Assignment

Requirements

It can be useful to be able to classify new “test” documents using already classified “training” documents. A common example is using a corpus of labeled spam and ham (non-spam) e-mails to predict whether or not a new document is spam.

For this project, you can start with a spam/ham dataset, then predict the class of new documents (either withheld from the training dataset or from another source such as your own spam folder). Example corpus.

Here are two short videos that you may find helpful.

The second video provides a short overview of predictive classifiers.

For more adventurous students, you are welcome (encouraged!) to come up with a different set of documents (including scraped web pages!?) that have already been classified (e.g. tagged), then analyze these documents to predict how new documents should be classified.

New! Project 4 extra credit! Students who use the relatively new tidymodels and textrecipes packages to complete their Project 4 work will automatically receive 5 extra credit points. tidymodels is a significant improvement over Max Kuhn’s older caret package. Here are some resources to help you get up to speed on tidymodels and textrecipes.

Tidy Modeling with R, Max Kuhn and Julia Silge. Julia Silge has also done a number of tidymodels screencasts, including here
github.com/tidymodels/textrecipes
DataCamp course, Modeling with TidyModels in R

Data Preparation

Load Data

URL of file and filename is set by URL_easy_ham and tar_easy_ham respectively.

#easy_ham.tar.bz2 import
URL_easy_ham = 
  "http://spamassassin.apache.org/old/publiccorpus/20021010_easy_ham.tar.bz2"
tar_easy_ham = "20021010_easy_ham.tar.bz2"
dir_easy_ham      = "unzipped_files\\easy_ham\\"

URL_spam = 
  "http://spamassassin.apache.org/old/publiccorpus/20021010_spam.tar.bz2"
tar_spam     = "20021010_spam.tar.bz2"
dir_spam     = "unzipped_files\\spam\\"

The functions download.file() and untar() is used to download the tar file. The function list.files is used with the variable ham_dir specified above to import the individual files for 20021010_easy_ham.tar.bz2.

# ham zip file download
download.file(url = URL_easy_ham, destfile = tar_easy_ham)
untar(tar_easy_ham, exdir="unzipped_files", compressed = "bzip2")
files_easy_ham = list.files(path = dir_easy_ham,full.names = TRUE)

# spam zip file download
download.file(url = URL_spam, destfile = tar_spam)
untar(tar_spam, exdir="unzipped_files", compressed = "bzip2")
files_spam = list.files(path = dir_spam,full.names = TRUE)

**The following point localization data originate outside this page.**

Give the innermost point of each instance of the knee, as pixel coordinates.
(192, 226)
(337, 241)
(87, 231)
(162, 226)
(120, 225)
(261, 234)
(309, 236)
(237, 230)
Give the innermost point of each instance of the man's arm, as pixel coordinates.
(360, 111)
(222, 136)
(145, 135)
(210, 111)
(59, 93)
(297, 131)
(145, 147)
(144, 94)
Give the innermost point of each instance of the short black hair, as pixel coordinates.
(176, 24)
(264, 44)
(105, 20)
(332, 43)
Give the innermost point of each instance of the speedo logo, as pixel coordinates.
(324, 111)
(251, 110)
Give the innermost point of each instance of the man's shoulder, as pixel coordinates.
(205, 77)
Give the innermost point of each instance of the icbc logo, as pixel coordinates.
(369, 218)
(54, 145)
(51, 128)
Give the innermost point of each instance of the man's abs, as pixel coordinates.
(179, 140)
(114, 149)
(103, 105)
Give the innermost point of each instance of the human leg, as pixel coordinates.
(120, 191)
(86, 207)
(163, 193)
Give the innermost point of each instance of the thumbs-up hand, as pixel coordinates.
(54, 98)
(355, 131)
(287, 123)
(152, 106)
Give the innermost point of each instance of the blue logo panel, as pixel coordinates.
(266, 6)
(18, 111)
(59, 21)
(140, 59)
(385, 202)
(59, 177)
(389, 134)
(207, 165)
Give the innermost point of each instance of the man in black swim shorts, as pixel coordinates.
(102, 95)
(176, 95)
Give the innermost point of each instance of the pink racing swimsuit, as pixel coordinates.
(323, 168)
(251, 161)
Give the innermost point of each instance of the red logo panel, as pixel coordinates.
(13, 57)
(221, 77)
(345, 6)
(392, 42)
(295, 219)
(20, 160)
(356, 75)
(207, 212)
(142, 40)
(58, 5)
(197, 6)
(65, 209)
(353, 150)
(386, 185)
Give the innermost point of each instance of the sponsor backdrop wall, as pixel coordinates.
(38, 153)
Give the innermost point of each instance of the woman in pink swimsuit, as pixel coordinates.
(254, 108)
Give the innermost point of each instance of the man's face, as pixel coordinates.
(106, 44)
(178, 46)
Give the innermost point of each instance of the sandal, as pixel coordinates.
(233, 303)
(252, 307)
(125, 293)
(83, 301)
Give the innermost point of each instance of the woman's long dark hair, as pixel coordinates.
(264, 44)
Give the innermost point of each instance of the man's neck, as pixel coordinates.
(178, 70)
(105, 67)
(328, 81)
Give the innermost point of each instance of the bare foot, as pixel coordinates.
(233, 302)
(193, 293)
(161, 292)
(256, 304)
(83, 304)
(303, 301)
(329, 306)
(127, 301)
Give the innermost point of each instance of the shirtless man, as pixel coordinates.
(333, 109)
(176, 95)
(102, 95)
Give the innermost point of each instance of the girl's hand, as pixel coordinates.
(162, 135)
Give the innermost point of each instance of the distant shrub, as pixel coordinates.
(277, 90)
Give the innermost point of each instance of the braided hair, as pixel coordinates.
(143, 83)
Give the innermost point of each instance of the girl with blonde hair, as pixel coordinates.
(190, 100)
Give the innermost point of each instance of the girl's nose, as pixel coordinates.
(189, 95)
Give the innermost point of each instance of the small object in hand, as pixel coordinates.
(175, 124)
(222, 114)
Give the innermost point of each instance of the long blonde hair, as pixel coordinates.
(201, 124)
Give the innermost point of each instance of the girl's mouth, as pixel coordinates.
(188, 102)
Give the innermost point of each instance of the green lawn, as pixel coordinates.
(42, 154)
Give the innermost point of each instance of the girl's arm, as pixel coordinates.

list.files is also used with several piping functions (%>%) to create a data frame with email_ID, text, class, and double value spam column as shown below for the easy_ham data. This step is repeated with spam data as well.

df_easy_ham <-
  list.files(path = dir_easy_ham) %>%
    as.data.frame() %>%
      set_colnames("email_ID") %>%
        mutate(text = lapply(files_easy_ham, read_lines)) %>%
          unnest(c(text)) %>%
            mutate(class = "ham",
                  spam = 0) %>%
                    group_by(email_ID) %>%
            mutate(text = paste(text, collapse = " ")) %>%
                            ungroup() %>%
                              distinct()

df_spam <-
  list.files(path = dir_spam) %>%
    as.data.frame() %>%
      set_colnames("email_ID") %>%
        mutate(text = lapply(files_spam, read_lines)) %>%
          unnest(c(text)) %>%
            mutate(class = "spam",
                  spam = 1) %>%
                    group_by(email_ID) %>%
            mutate(text = paste(text, collapse = " ")) %>%
                            ungroup() %>%
                              distinct()

Create Classification & Naives Models

Both dataframes are merged using rbind.

df_easy_ham_spam <- rbind(df_easy_ham, df_spam)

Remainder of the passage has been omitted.